Find: $\displaystyle \lim_{x\to \frac{\pi}{4}} \frac{\sin 4x}{1-\sqrt{2} \cos x}$ (no L'Hopital)
By L'Hopital it is easy to show that this limit is $-4$. But I'm not finding the right approach to prove without using it.
Hints and answers appreciated.

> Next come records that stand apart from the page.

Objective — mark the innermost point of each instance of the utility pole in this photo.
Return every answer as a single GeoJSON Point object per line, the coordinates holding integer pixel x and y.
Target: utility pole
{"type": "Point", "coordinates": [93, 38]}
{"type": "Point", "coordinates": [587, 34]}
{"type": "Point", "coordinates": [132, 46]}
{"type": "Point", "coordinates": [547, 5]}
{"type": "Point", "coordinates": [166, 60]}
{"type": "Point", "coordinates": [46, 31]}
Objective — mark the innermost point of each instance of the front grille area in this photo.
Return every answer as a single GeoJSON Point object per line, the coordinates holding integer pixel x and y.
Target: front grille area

Sorry if this is a duplicate.
On
\begin{align}\lim_{x\to\frac\pi4}\frac{\sin(4x)}{1-\sqrt2\cos(x)}&=\lim_{x\to\frac\pi4}\frac{2\sin(2x)\cos(2x)}{1-\sqrt2\cos(x)}\\&=\lim_{x\to\frac\pi4}\frac{4\sin(x)\cos(x)\bigl(\cos^2(x)-\sin^2(x)\bigr)}{1-\sqrt2\cos(x)}\\&=\lim_{x\to\frac\pi4}\frac{4\sin(x)\cos(x)\bigl(2\cos^2(x)-1\bigr)}{1-\sqrt2\cos(x)}\\&=-\lim_{x\to\frac\pi4}4\sin(x)\cos(x)\bigl(1+\sqrt2\cos(x)\bigr)\\&=-4.\end{align}
On
Transform your expression like this:
$$\begin{align}\frac{\sin 4x}{1-\sqrt{2} \cos x}&=\frac{2\sin 2x\cos 2x(1+\sqrt{2}\cos x)}{1-2\cos^2x}\\&=\frac{2\sin 2x\cos 2x(1+\sqrt{2}\cos x)}{-\cos 2x}\\&=-2\sin 2x(1+\sqrt{2}\cos x)\end{align}$$
then let $x\to\frac{\pi}{4}$.
On
A simple way is to use $x=t+\pi/4$ that brings the limit in the form $$ \lim_{t\to0}\frac{\sin(4t+\pi)}{1-\cos t+\sin t}= \lim_{t\to0}\frac{-4\sin t\cos t\cos2t}{1-\cos t+\sin t} $$ and use that $$ \lim_{t\to0}\frac{1-\cos t+\sin t}{\sin t}= 1+\lim_{t\to 0}\frac{1-\cos t}{t}\frac{t}{\sin t}=1 $$
On
$$F=\cos A\cdot\lim_{x\to A}\dfrac{\sin4X-\sin4A}{\cos A-\cos x}$$
Method$\#1:$
$$F=-\cos A\cdot\dfrac{\lim_{x\to A}\dfrac{\sin4x-\sin4A}{x-A}}{\lim_{x\to A}\dfrac{\cos x-\cos A}{x-A}}-\cos A\cdot\dfrac{\dfrac{d(\sin4x)}{dx}_{(\text{ at } x=A)}}{\dfrac{d(\cos x)}{dx}_{(\text{ at } x=A)}}$$
Method$\#2:$ $$F=\cos A\cdot\lim_{x\to A}\dfrac{2\sin2(X-A)\cos2(x+A)}{2\sin\dfrac{x-A}2\sin\dfrac{x+A}2}$$
Now use $\sin2(X-A)=2\sin(x-A)\cos(x-A)=4\sin\dfrac{x-A}2\cos\dfrac{x-A}2\cos(x-A)$
Use $$\sin4x=2\sin2x\cos2x=2\sin2x(2\cos^2x-1)=2\sin2x(\sqrt2\cos{x}-1)(\sqrt2\cos{x}+1).$$ I got $-4$.